What are the best ways to save the data for my data science project?-CodePudding

What are the best ways to save the data for my data science project.

**EDIT: The main problem/question I am facing. Can I store the data in a single table?

I presume no as they have different table structure for each and every student. Also, I need to enumerate no of exam they have taken, results they got so as for matches.**

Data source 1 (Currently stored as a list of strings) I am collecting this data from a large csv file of student details.

Student X
Age, 35
Home, Agrentina
Height, 134

Student Y
Age, 34
Home, Brazil
Height, 134

Student Z
Age, 24
Home, India
Height, 134

##Study stats

Student X
Exam,Marks,Comment,
English, 120, Good writing, 
Math, 159, Excelent,
Geology, 105, need better,


Student z
Exam,Marks,Comment,
Physics, 10, bad writing, 
Math, 159, Excelent,
exercise, 145, need better,

Game stats

Batting data

Student X
Match no,Run,Dismisal,
Match 13, 120, Bowled, 
Match 22, 19, stamping,
Match 31, 15, Bowled,

Student Y
Match no,Run,Dismisal,
Match 56, 60, stamping, 
Match 65, 19, stamping,
Match 29, 15, Bowled,

Bowling data

Student X
Match no,Ball, Run rate, Type of Bowling, Description,
Match 43, 120, 7.5,Fast, Boweld fast; Pace High; Yorker; 
Match 42, 19, 48.5,Spin, Bowled off break; Yorker; 
Match 41, 15, 38.5,Fast, Yorker; Bowled slow;


Student Z
Bowling
Match no,Ball, Run rate, Type of Bowling, Description,
Match 51, 60, 9.4, Fast, Boweld fast; Pace High; Yorker; 
Match 40, 48, 92.2, Fast, Yorker; Bowled slow;

Description are long text (200 word) I need those later.

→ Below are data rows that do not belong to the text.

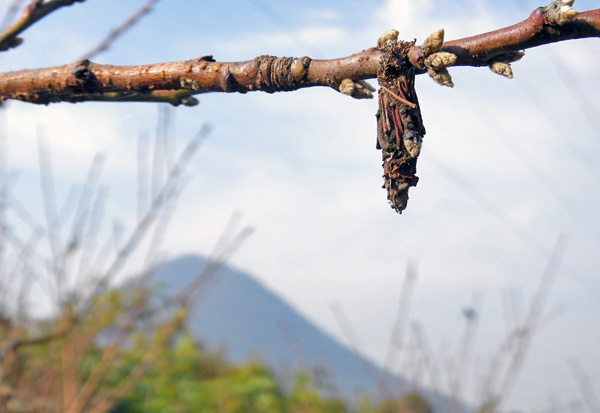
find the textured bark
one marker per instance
(176, 82)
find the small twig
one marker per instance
(120, 30)
(36, 10)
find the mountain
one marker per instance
(239, 315)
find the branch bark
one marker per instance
(176, 82)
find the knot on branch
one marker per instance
(400, 127)
(281, 73)
(85, 79)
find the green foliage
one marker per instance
(110, 358)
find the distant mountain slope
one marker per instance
(238, 314)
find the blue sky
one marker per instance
(506, 168)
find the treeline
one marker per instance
(96, 359)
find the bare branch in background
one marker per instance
(10, 14)
(121, 29)
(35, 11)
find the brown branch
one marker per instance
(36, 10)
(176, 82)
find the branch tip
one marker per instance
(389, 36)
(560, 12)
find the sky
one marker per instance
(508, 170)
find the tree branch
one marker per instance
(176, 82)
(36, 10)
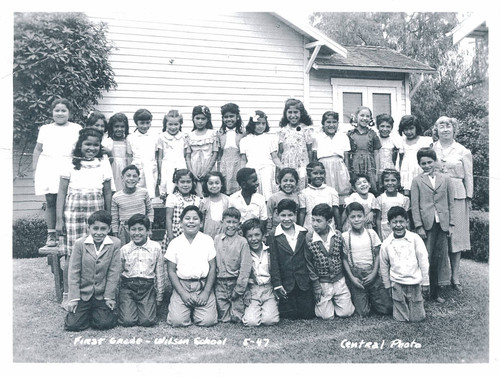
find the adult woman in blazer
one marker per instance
(456, 161)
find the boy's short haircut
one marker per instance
(355, 178)
(243, 174)
(286, 204)
(139, 219)
(142, 114)
(214, 173)
(310, 166)
(395, 212)
(231, 212)
(286, 171)
(379, 119)
(252, 224)
(192, 208)
(101, 215)
(333, 114)
(323, 210)
(407, 121)
(354, 206)
(131, 167)
(426, 152)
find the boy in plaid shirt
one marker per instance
(143, 276)
(324, 263)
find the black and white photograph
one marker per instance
(290, 186)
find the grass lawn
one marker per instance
(454, 332)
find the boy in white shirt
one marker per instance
(404, 267)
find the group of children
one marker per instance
(253, 221)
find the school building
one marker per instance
(256, 60)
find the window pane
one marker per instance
(351, 101)
(381, 104)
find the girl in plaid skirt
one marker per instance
(85, 187)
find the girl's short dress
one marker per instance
(294, 141)
(120, 149)
(368, 205)
(212, 214)
(330, 152)
(230, 159)
(384, 203)
(389, 144)
(363, 147)
(84, 197)
(258, 150)
(172, 147)
(409, 166)
(144, 148)
(58, 143)
(201, 148)
(178, 203)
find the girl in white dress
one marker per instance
(259, 150)
(53, 150)
(412, 142)
(171, 146)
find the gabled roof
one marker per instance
(474, 26)
(359, 58)
(372, 58)
(311, 32)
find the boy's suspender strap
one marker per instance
(349, 254)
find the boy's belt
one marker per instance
(199, 279)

PDF files and picture files ( Have node with the files yet,)

Student X

Paper 1, file 1242
Picture 45, file 14950


Student Y

Paper 145, file 14893
Picture 45049, file 2048

Now the problems I am currently getting the data from respective csvs for each specific student and concatenating them into one and saving a csv of each student,

Okay my current code is

import pandas as pd



students= [Student X,Student Y,Student Z]
df1 = pd.read_csv('Student_stat.csv', encoding='unicode_escape', low_memory=False)
df2 = pd.read_csv('Student_Matches.csv', encoding='unicode_escape', low_memory=False)
for student in students:
    df3 = df1.loc[df1['Name'].str.contains(student)]
df4 = pd.read_csv('Student_Exams.csv', encoding='unicode_escape', low_memory=False)
for student in students:
    df5 = df1.loc[df1['Name'].str.contains(student)]
df_dataname = pd.concat([df1.df3,df5])

As you can understand which creating problem with table headers.

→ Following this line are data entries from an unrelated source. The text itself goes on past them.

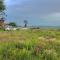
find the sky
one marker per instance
(36, 12)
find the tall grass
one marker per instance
(30, 45)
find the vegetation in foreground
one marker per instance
(34, 44)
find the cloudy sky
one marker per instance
(37, 12)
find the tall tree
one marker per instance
(2, 8)
(25, 22)
(13, 24)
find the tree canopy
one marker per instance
(2, 6)
(12, 24)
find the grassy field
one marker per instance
(31, 44)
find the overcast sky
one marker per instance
(37, 12)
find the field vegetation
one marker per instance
(30, 44)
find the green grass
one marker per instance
(35, 44)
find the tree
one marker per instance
(25, 22)
(2, 8)
(12, 24)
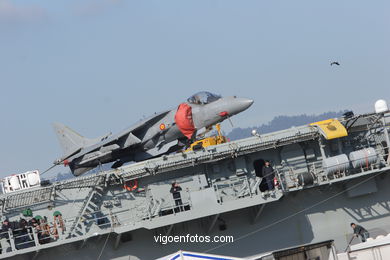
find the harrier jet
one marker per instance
(159, 134)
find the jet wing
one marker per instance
(131, 139)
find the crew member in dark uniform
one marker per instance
(269, 175)
(175, 190)
(360, 231)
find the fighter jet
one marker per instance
(159, 134)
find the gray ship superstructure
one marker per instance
(329, 173)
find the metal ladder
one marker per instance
(89, 206)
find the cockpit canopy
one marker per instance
(203, 98)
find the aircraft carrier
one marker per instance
(328, 174)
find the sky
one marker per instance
(100, 66)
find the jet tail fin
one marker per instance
(70, 140)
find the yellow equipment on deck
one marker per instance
(208, 141)
(331, 128)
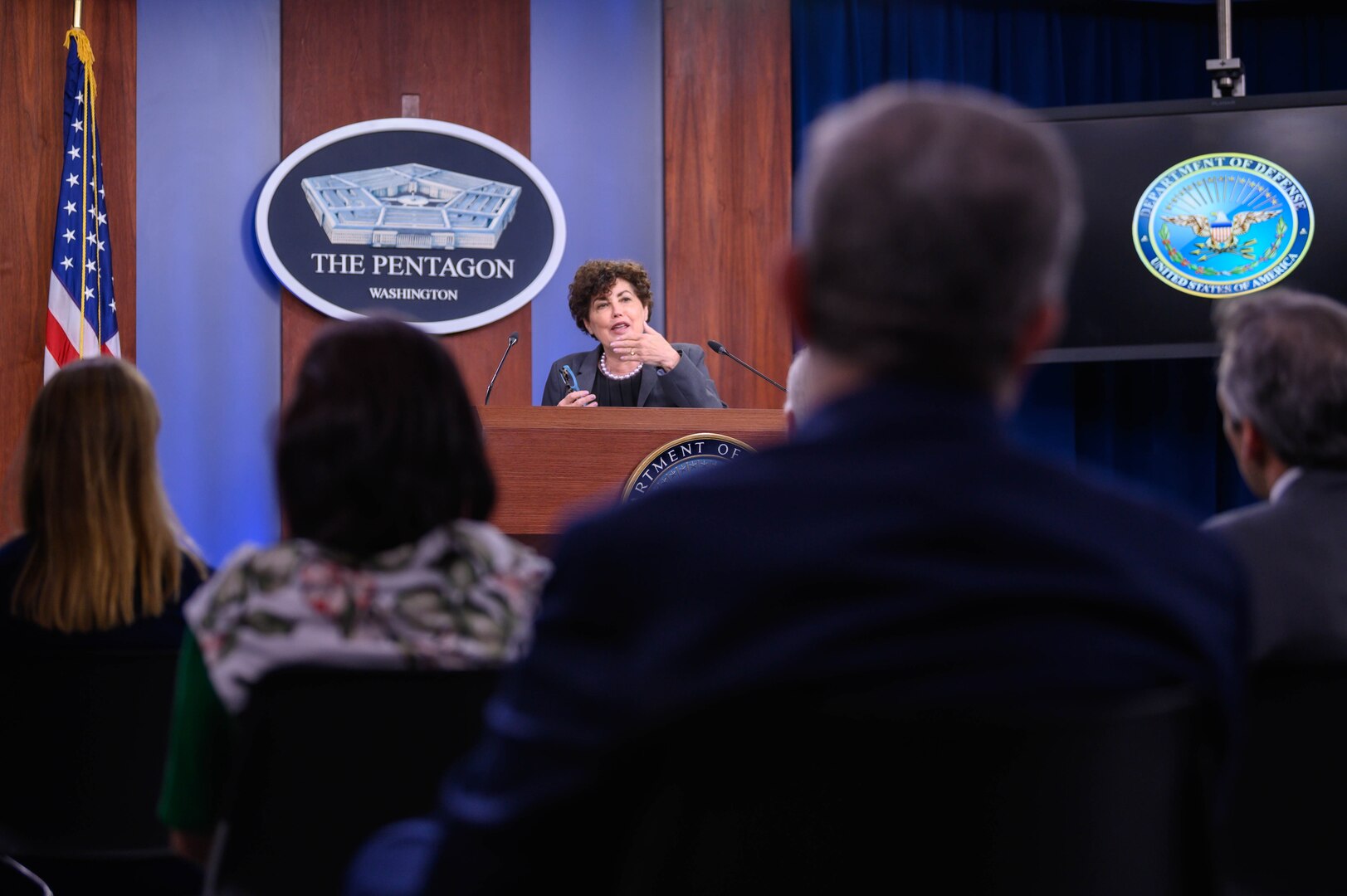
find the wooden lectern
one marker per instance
(554, 464)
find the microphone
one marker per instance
(721, 349)
(514, 338)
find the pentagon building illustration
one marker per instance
(411, 207)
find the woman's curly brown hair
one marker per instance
(596, 278)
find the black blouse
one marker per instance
(617, 392)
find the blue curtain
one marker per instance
(1154, 425)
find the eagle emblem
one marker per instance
(1222, 233)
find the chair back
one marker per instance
(84, 752)
(1094, 801)
(329, 755)
(1286, 818)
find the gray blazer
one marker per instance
(689, 384)
(1296, 555)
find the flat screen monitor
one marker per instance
(1198, 201)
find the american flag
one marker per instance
(81, 313)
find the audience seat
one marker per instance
(329, 755)
(1286, 822)
(1096, 801)
(85, 734)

How can I save the data so that they are easily callable.

CodePudding user response：

You can use the pandas, the pandas have the to_parquet, you can use it.

This is the documentation https://pandas.pydata.org/pandas-docs/version/1.1/reference/api/pandas.DataFrame.to_parquet.html

CodePudding user response：

you can make use of the pandas pd.DataFrame.to_pickle() method.

This will save your data in a pickle file, which can be easily read into a dataframe with pandas.read_pickle(filepath_or_buffer)

import pandas as pd
from pandas.testing import assert_frame_equal

df = pd.DataFrame({'Day': [1,2,3,4,5,6,7], 'Temp':[10,12,14,16,18,19,20]})
df.to_pickle('MyPickle.pkl')
df2 = pd.read_pickle('MyPickle.pkl')

assert_frame_equal(df, df2)

CodePudding user response：

the best way is dictionary base